We know it’s been getting to you. The lack of sleep, constant nail-biting and pacing can end now because there’s an answer to the question, “Will my Ford GT be fast enough?”
Really, how fast does it need to be? The answer, of course, is “faster than everything my friends drive,” and therein lies the problem. If you’re someone special enough to make it on Ford’s double-secret Ford GT future owners list that’s written in a basement somewhere and can only be viewed under blacklight, chances are your friends can hang.
Ford Adds Lightness
So now, for those who’ve got to outshine the guy who just picked up a new McLaren or Porsche RS, there’s the Ford GT Competition Series. We know because it showed up the other day on Ford’s car configurator.

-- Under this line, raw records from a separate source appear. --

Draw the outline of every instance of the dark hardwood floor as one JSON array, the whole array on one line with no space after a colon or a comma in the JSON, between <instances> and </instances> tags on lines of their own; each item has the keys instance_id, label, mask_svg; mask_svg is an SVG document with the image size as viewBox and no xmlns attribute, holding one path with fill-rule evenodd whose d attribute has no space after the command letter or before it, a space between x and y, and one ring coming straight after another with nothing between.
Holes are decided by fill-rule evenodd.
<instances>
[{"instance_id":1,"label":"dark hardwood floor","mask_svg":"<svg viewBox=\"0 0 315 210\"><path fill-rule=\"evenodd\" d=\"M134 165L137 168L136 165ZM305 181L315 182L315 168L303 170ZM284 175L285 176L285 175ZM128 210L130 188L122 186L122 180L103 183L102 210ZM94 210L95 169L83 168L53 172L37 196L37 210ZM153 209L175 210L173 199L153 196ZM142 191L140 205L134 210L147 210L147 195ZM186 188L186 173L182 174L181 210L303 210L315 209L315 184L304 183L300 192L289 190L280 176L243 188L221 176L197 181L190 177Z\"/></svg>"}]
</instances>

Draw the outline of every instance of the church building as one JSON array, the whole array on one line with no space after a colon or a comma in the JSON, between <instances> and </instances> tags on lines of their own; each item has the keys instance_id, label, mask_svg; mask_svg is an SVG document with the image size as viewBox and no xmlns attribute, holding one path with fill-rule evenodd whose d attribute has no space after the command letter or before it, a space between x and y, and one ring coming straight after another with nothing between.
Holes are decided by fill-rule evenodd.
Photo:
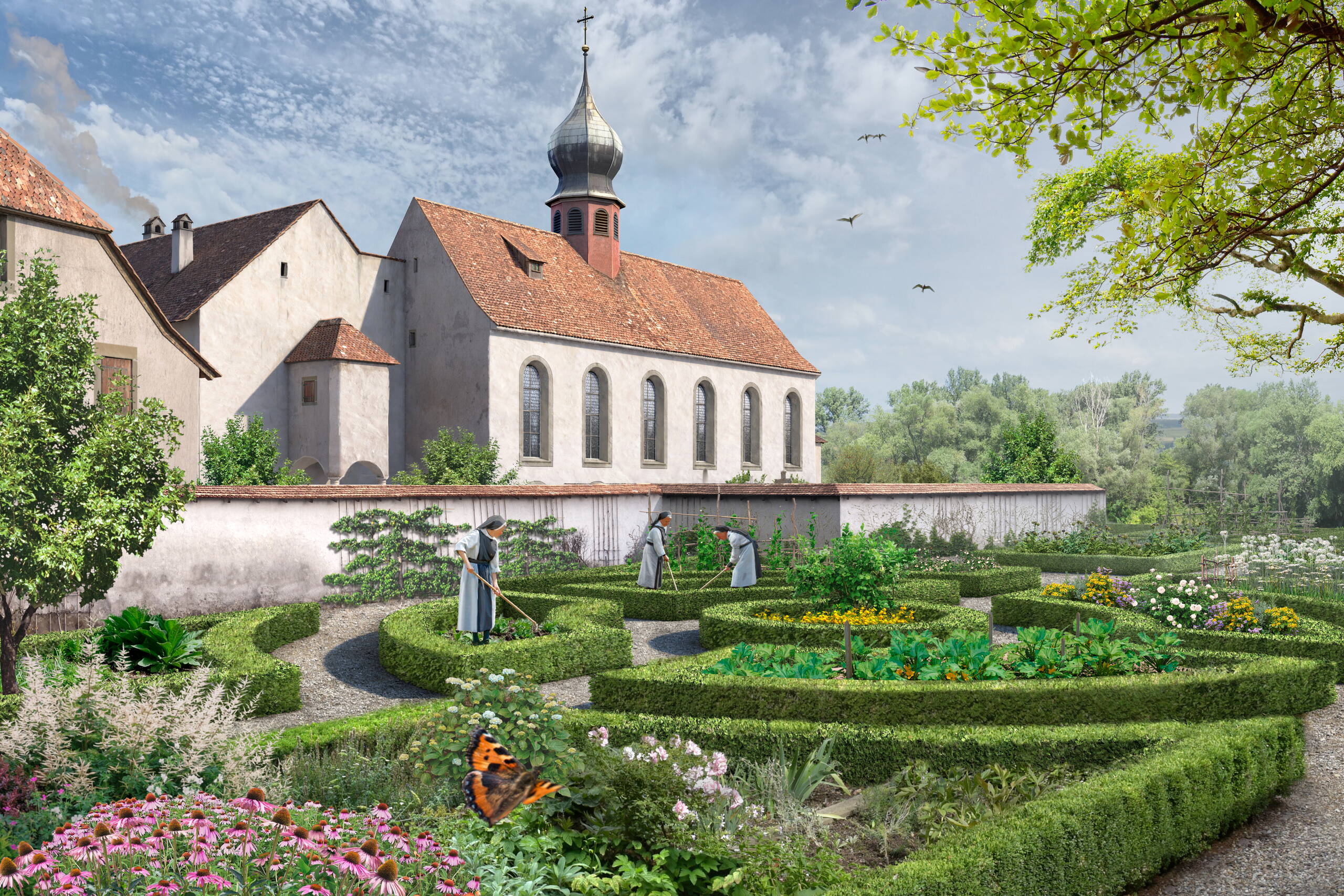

Ford even claim the car is the nearest thing you can buy to the 2016 Le Mans-winning GT race car that channeled the Dearborn company’s racing heritage direct from the late 1960s. It uses the Colin Chapman approach: Anything not critical to driving must go.
Cutting Carbs and Adding Carbon
That means your stereo, cup holders and air conditioning don’t stand a chance, but the crash diet doesn’t stop there. The bulkhead behind the driver has in fact been narrowed, and all glass in the car has been replaced by lightweight alternatives — Gorilla Glass in the front and Perspex for the engine cover, which no longer opens automatically because lightness.
One of the greatest things about lightweight cars is they typically rock an absurd amount of everyone’s favorite lightweight woven Wonderbread, carbon fiber. For the GT, which already uses a carbon body, that means even the wheels are made of the stuff, and they get special titanium lug nuts. Even the exhaust is made of carbon.
Slim and Stylish
We’re guessing road noise from inside this new GT flavor is increased, but you will certainly look cool in it. The car’s trademark stripe is done in exposed carbon, and the tasteful lightweight goodies don’t end outside.
The dash and doors are made of exposed carbon, and the Comp. Series cars get unique instrument bezels. Shift paddles are done in anodized red, which is the color of choice for all the interior bits that aren’t carbon or black.
Ford will build only 250 Competition Series cars per year, as if the GT wasn’t already exclusive enough. Keep a close eye on that configurator — when they’re gone, they’re gone.